Orlick also expects more “green” legislation such as the carbon taxes in Quebec and B.C. “I haven’t seen how it’s going to impact (Alberta) yet or how we’re going to collect it,” he said, “because it’s going to be a flow through tax that has to be paid by the consumer.” Regardless of how Alberta’s NDP ends up extracting the dough, however, Orlick hopes it won’t raise companies’ costs. “We don’t have any room to absorb any more costs or taxes,” he said.

One of the current pushes is for electronic logs, and Orlick said he’s all in for them. “You reduce the cost for auditing purposes,” he said, “and you improve some time for the driver, where they don’t have to…do all this paperwork. ELD’s do that for them. And they can’t cheat.”

Not every trucking company owner is bullish on ELD’s, though. Scott Treanor, president of Shiny Side Up Roadrunner Inc. of Kingsville, Ontario, thinks they’ll cause hassles that his drivers don’t need or deserve. “Electronic logs are going to turn our industry upside down,” he said. “I really think it’s going to make highways much more unsafe.” Treanor, whose company runs perishables to the U.S. East Coast and Midwest via Buffalo and Detroit, noted that crossing the border – especially at Detroit – can eat up a lot of the driver’s on-road time. “We can spend four, five, six hours at the border before we can even get up and going,” he said. “So we’re in a position where you’re allowed so much on-duty time and if they get pulled in (for inspection) you’ve chewed up your on-duty time plus now you’re into your driving time.”

Treanor said it was better when drivers were allowed to split their sleeper berth hours. “They used to allow the split any way a driver wanted to do it as long as it was a minimum of two hours (in the berth),” he said. “What (some) of my guys would do…was drive five hours, sleep five hours, drive five, sleep five and so on. This was a much better way for the drivers to pace themselves and not drive tired.”

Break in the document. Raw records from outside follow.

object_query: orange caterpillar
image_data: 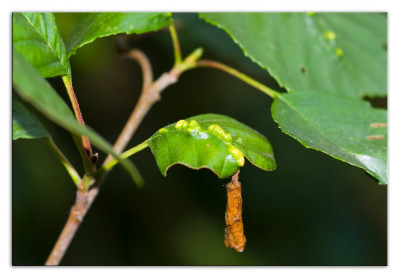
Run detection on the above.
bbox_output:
[225,170,246,252]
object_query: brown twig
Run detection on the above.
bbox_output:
[46,50,184,265]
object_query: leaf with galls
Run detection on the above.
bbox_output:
[147,114,276,178]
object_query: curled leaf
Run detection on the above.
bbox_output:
[148,114,276,178]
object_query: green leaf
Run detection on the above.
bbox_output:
[13,49,143,184]
[13,13,71,77]
[12,97,51,140]
[271,91,387,184]
[148,114,276,178]
[67,13,171,56]
[200,13,387,98]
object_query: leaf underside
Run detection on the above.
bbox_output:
[66,12,171,57]
[148,114,276,178]
[271,91,387,184]
[12,13,71,78]
[13,49,142,184]
[200,13,387,98]
[12,97,51,140]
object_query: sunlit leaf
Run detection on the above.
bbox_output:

ELD’s, Treanor said, are going to “back us up between 12 and 24 hours to make deliveries – and we’re talking perishables.” He thinks they’ll hamstring good drivers, too. “If you have good people you don’t have to worry about it,” he said. “There’s no load worth the life of a driver or a pedestrian, so if a driver calls us and says he’s tired and has to pull over our first response is ‘absolutely,’ because I know at the end of the day he’s going to know how to make (it) work. But when electronic logs come in, you won’t be able to do that.”

On the other hand, “ELD’s are nothing to be nervous about if you’ve been operating within the regulations in…manual log books,” said Scott Smith, president of southern Ontario’s JD Smith Logistics Solutions. “Some might suggest the cost of ELD’S is a barrier, but I think that will be a non-issue sooner than later, with the constant simplification and cost reductions as technology and adoption matures.”

Smith noted that technological advances are now making it possible to improve incrementally an already exceptionally safe industry – and he said they don’t have to be disruptive “if government works with OEM’s and the industry, which may not have always happened in the past, but I believe is generally happening now.” He also sees a potential for new technologies and/or legislation to let companies create their own market niches. “If carbon-free zones are legislated, for instance, some may choose to differentiate themselves and their market that way, potentially through equipment decisions and scope of services,” he said.

The bottom line regarding legislation, according to the CTA’s Laskowski, is that there needs to be cooperation. “You can’t write legislation in a silo…without factoring in all three parties,” he said. “Government has their mandate, the OEM’s have their mandate and the carriers have theirs and when you develop a proper process that factors in all three parties, you end up writing legislation that is functional and beneficial for all. When you exclude one of the parties’ concerns, that’s when you run into problems.”